Addendum: Below I argue that matchesPatternFast
and matchesPatternReference
compute the same function -- but use the faulty assumption that ===
on arrays compares elements pointwise rather than being a pointer comparison.
We can define the following function:
function matchesPatternSlow(words, pattern) {
return matchesPatternReference(normalize(words), normalize(pattern));
}
I observe that normalize(x).length === x.length
and normalize(x)[i] === normalize(x)[j]
if and only if x[i] === x[j]
; therefore matchesPatternSlow
computes the same function as matchesPatternReference
.
I will now argue that matchesPatternSlow(x,y) === matchesPatternFast(x,y)
. Certainly if normalize(x) === normalize(y)
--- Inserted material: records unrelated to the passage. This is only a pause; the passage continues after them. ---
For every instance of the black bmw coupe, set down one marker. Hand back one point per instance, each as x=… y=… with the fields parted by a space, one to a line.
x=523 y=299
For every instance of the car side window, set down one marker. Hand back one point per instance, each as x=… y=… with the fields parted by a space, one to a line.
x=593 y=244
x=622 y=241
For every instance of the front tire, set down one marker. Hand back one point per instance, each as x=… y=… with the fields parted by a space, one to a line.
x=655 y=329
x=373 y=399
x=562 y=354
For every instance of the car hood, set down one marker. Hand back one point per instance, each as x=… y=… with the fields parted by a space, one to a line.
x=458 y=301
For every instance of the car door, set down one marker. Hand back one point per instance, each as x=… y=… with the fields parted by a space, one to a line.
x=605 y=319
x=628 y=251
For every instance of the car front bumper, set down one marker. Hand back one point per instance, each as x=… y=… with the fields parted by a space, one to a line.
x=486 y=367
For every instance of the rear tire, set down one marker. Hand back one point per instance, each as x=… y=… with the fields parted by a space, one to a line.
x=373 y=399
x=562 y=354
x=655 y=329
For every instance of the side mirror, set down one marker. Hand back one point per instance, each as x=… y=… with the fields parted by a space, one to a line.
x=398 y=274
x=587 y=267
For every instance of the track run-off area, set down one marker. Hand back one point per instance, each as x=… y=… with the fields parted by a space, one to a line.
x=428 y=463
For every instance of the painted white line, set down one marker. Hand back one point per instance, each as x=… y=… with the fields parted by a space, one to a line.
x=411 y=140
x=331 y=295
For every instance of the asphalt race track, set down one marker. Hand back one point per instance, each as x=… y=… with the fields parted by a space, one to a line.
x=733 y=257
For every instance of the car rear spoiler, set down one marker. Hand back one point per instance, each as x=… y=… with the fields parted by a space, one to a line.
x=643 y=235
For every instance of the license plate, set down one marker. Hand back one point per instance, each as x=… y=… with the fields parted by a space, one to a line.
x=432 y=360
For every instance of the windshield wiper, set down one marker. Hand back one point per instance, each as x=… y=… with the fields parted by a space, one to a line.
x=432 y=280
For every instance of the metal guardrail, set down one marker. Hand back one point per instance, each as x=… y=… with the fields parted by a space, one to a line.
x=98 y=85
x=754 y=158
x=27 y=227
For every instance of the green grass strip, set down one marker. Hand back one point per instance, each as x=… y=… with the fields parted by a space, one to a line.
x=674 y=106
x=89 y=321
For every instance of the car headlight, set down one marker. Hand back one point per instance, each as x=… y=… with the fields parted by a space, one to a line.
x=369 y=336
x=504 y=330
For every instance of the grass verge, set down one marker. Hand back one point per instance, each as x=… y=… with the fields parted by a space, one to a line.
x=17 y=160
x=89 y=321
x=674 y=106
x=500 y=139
then we will have this property. matchesPatternFast
will manifestly return true
. On the other hand, matchesPatternSlow
operates by making a number of queries on its two inputs and verifying that these queries always return the same results for both lists: outside the loop, the query is function(x) { return x.length }
, and inside the loop, the query is function(x, i, j) { return x[i] === x[j]; }
. Since equal objects will respond identically to any query, it follows that all queries on the two normalized lists will align, matchesPatternSlow
will also return true
.
What if normalize(x) !== normalize(y)
? Then matchesPatternFast
will manifestly return false
. But if they are not equal, then either their lengths do not match -- in which case matchesPatternSlow
will also return false
from the first check in matchesPatternReference
as we hoped -- or else the elements at some index are not equal. Suppose the smallest mismatching index is i
. It is a property of normalize
that the element at index i
will either be equal to an element at index j<i
or else it will be one larger than the maximal element from indices 0
through i-1
. So we now have four cases to consider:
- We have
j1<i
and j2<i
for which normalize(x)[j1] === normalize(x)[i]
and normalize(y)[j2] === normalize(y)[i]
. But since normalize(x)[i] !== normalize(y)[i]
we then know that normalize(x)[j1] !== normalize(y)[i]
. So when matchesPatternReference
chooses the indices j1
and i
, we will find that normalize(x)[j1] === normalize(x)[i]
is true
and normalize(y)[j1] === normalize(y)[i]
is false
and immediately return false
as we are trying to show.
- We have
j<i
for which normalize(x)[j] === normalize(x)[i]
and normalize(y)[i]
is not equal to any previous element of normalize(y)
. Then matchesPatternReference
will return false
when it chooses the indices j
and i
, since normalize(x)
matches on these indices but normalize(y)
doesn't.
- We have
j<i
for which normalize(y)[j] === normalize(y)[i]
and normalize(x)[i]
is not equal to any previous element of normalize(x)
. Basically the same as in the previous case.
- We have that
normalize(x)[i]
is one larger than the largest earlier element in normalize(x)
and normalize(y)[i]
is one larger than the largest earlier element in normalize(y)
. But since normalize(x)
and normalize(y)
agree on all previous elements, this means normalize(x)[i] === normalize(y)[i]
, a contradiction to our assumption that the normalized lists differ at this index.
So in all cases, matchesPatternFast
and matchesPatternSlow
agree -- hence matchesPatternFast
and matchesPatternReference
compute the same function.